MIAMI – The Miami Beach City Commission voted against the opening of a Cuban consulate until significant human rights reforms have been made in that country, local media reported Wednesday.
With four votes in favor and three against, the commission “has thrown cold water on their mayor’s hotly debated idea of a having a Cuban consulate in the city,” according to CBSMiami television.
The hearing and recent vote came after a series of talks between Cuban authorities and Miami Beach officials including Mayor Philip Levine, during which the latter expressed his wish to welcome a Cuban consulate.
Last Monday, Cuban residents of Miami Beach expressed their anger during a public hearing at City Hall about the possible establishment of a Cuban consulate in that city.
Nonetheless, some Cubans spoke of the convenience of having a consulate nearby where they could carry out the necessary procedures for visiting their relatives in Cuba.
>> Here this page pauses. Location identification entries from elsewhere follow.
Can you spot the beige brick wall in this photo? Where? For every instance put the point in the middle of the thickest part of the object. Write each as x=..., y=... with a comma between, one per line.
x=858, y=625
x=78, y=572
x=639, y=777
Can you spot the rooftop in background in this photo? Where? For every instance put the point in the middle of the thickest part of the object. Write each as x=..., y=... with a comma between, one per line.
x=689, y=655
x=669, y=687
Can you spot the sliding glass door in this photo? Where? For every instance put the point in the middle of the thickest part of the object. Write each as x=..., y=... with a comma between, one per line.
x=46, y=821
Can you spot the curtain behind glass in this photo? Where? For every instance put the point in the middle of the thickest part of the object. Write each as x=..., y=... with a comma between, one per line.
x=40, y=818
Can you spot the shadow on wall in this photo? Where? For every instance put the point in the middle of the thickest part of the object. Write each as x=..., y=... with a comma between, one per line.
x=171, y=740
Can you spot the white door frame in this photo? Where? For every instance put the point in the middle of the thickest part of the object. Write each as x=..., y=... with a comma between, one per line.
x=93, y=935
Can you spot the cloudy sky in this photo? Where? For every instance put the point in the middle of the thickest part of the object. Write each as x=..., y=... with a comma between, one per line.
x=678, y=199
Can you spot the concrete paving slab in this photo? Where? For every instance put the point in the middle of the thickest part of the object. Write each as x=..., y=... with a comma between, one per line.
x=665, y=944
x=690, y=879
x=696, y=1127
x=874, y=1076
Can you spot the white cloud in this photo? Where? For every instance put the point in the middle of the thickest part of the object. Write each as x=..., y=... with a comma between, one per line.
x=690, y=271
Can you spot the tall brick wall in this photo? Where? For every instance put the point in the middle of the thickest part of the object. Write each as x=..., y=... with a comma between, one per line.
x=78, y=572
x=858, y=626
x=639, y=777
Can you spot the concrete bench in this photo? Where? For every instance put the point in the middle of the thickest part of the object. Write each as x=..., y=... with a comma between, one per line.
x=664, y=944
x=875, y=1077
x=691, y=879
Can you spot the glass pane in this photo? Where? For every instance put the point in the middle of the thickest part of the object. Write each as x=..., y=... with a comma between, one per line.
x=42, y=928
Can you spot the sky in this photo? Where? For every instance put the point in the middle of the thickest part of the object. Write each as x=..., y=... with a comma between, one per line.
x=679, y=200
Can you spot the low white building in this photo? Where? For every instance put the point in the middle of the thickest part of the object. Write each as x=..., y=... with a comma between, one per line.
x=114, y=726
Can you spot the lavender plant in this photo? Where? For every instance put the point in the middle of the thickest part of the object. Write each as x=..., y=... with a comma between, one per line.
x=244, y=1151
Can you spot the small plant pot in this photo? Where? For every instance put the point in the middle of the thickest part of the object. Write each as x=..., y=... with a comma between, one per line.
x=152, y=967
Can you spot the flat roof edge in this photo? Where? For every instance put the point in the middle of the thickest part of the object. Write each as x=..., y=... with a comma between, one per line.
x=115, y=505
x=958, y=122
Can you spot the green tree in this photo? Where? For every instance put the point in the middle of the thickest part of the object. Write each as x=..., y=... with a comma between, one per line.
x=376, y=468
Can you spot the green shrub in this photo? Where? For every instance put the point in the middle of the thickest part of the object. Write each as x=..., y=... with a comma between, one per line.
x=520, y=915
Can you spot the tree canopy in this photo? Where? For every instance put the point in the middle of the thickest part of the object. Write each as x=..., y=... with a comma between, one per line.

During the visit of U.S. President Barack Obama to Cuba last March, Levine, who also went to the island, held meetings with Cuban government officials, to whom he expressed his wish to welcome a consulate in Miami Beach, next to Miami.
Miami Mayor Tomas Regalado, however, said for his part that for “moral reasons” he rejects the eventual opening of a consulate of Cuba in Miami Beach, considering it “a provocation” for the “capital of the exile.”
The U.S. and Cuba renewed diplomatic relations in July 2015 with the reopening of their respective embassies in Havana and Washington.